EUROPE NOW has more than 12 million cocaine users, 1.5 million heroin users and 9.5 million ecstasy users, a conference on the EU's drugs strategy heard at the weekend.
Fianna Fáil MEP Eoin Ryan, a former junior minister with responsibility for the national drugs strategy, told the event that fighting drug crime means sharing intelligence to track criminals across borders.
"We need to increase our knowledge of all aspects of drug use through more and better co-ordinated research and data, including information on drug related crime and how international drug cartels operate. But to achieve these goals, international co-operation is urgently needed," Mr Ryan said.
"We now live in an internal market of 27 EU member states. No one European country can defeat the international drug barons on their own."
Mr Ryan said the EU is also the largest financial contributor of aid to Afghanistan in an effort to reduce heroin production, "albeit with limited success to date".
A total of 90 per cent of all heroin sold on the streets of Ireland come directly from the poppy fields of Afghanistan, he added.
"The European Union is to increase the number of information programmes that it is running in Europe to highlight the dangers of illegal drug abuse. Vulnerable groups in our society will be particularly targeted."

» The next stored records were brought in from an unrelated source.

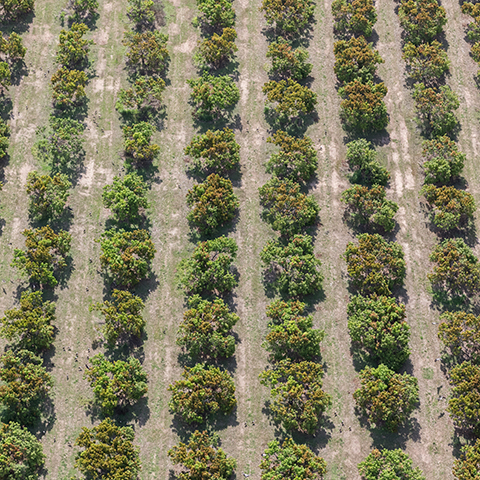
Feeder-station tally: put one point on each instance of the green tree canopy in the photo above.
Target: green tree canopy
(386, 397)
(209, 269)
(201, 458)
(203, 391)
(206, 330)
(291, 460)
(108, 449)
(378, 328)
(30, 326)
(123, 316)
(298, 398)
(292, 267)
(375, 265)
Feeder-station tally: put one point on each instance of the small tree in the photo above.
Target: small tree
(435, 108)
(68, 87)
(450, 208)
(289, 17)
(215, 151)
(123, 316)
(385, 463)
(427, 62)
(209, 269)
(355, 59)
(298, 398)
(443, 162)
(293, 336)
(375, 265)
(214, 203)
(212, 96)
(297, 158)
(292, 267)
(126, 256)
(21, 454)
(25, 385)
(291, 460)
(109, 449)
(206, 328)
(362, 159)
(287, 209)
(456, 270)
(378, 328)
(288, 62)
(201, 458)
(354, 17)
(468, 465)
(369, 207)
(386, 397)
(48, 195)
(116, 384)
(464, 403)
(363, 108)
(45, 255)
(147, 52)
(30, 327)
(126, 197)
(204, 391)
(423, 20)
(218, 49)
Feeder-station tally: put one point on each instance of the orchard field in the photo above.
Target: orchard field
(344, 437)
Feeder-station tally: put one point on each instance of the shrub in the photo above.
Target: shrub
(108, 449)
(363, 108)
(126, 256)
(354, 17)
(460, 333)
(201, 458)
(116, 384)
(30, 326)
(291, 335)
(362, 159)
(435, 108)
(355, 59)
(45, 255)
(385, 463)
(456, 270)
(464, 403)
(288, 62)
(386, 397)
(370, 207)
(204, 391)
(123, 316)
(215, 150)
(298, 398)
(443, 162)
(288, 16)
(48, 195)
(21, 453)
(378, 329)
(213, 96)
(126, 197)
(147, 52)
(297, 158)
(427, 62)
(450, 208)
(287, 209)
(291, 267)
(25, 385)
(422, 20)
(291, 460)
(214, 203)
(375, 265)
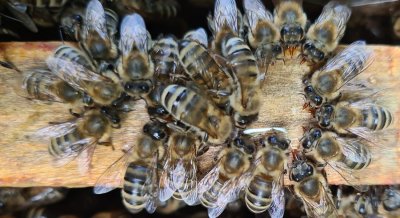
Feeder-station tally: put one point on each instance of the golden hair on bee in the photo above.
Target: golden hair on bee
(291, 20)
(324, 34)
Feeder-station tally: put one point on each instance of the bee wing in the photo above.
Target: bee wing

"A European Citizens Alliance on Drugs contains principles and commitments to guide people as to how they should deal with drug related issues as they arise within their environment."
The conference entitled How the EU Action Plan for Drugs 2009-2012 can benefit the people of Dublin also heard from Minister of State for Drugs Strategy John Curran, Lord Mayor of Dublin Eibhlin Byrne, Sebastian Saville, an advisor to the European Parliament on EU drug policy issues, and crime journalist Paul Williams.
Mr Curran said the Government's own drug strategy included focusing on reducing the demand for drugs and the supply of drugs. It also focused on treatment, including harm reduction, and on prison-based measures and rehabilitation measures, he said.
He said he would be organising a working group on drugs later this month.
Sebastian Saville, an adviser to the International Drug Policy Consortium, said drugs strategy should help policy makers to reach "informed decisions" based on the best available evidence on drugs.
He said the focus in the drugs debate was sometimes exclusively on numbers rather than on the harm done.
Would we rather have a million people who smoke cannabis or 50,000 chaotic crack users?
Mr Saville said drug seizures marked only a small percentage of all the drugs reaching the market and it had to be considered whether the actions of policy makers were proportional to the result. Future policy had to be based on "sound evidence" but the issue was complicated.
Speakers at the conference expressed concern that the EU strategy focused on drugs, without any emphasis on the harm done by alcohol.
Prof Joe Barry, public health consultant and former president of the Irish Medical Organisation said: "There seems to be a reluctance in Ireland to link drugs and alcohol in public policy terms. If we don't have an alcohol strategy, our drugs strategy won't be as effective."
Lord Mayor of Dublin Councillor Eibhlin Byrne said those who used drugs and those who were pushing drugs and "causing havoc in our communities" needed to be dealt with in different ways.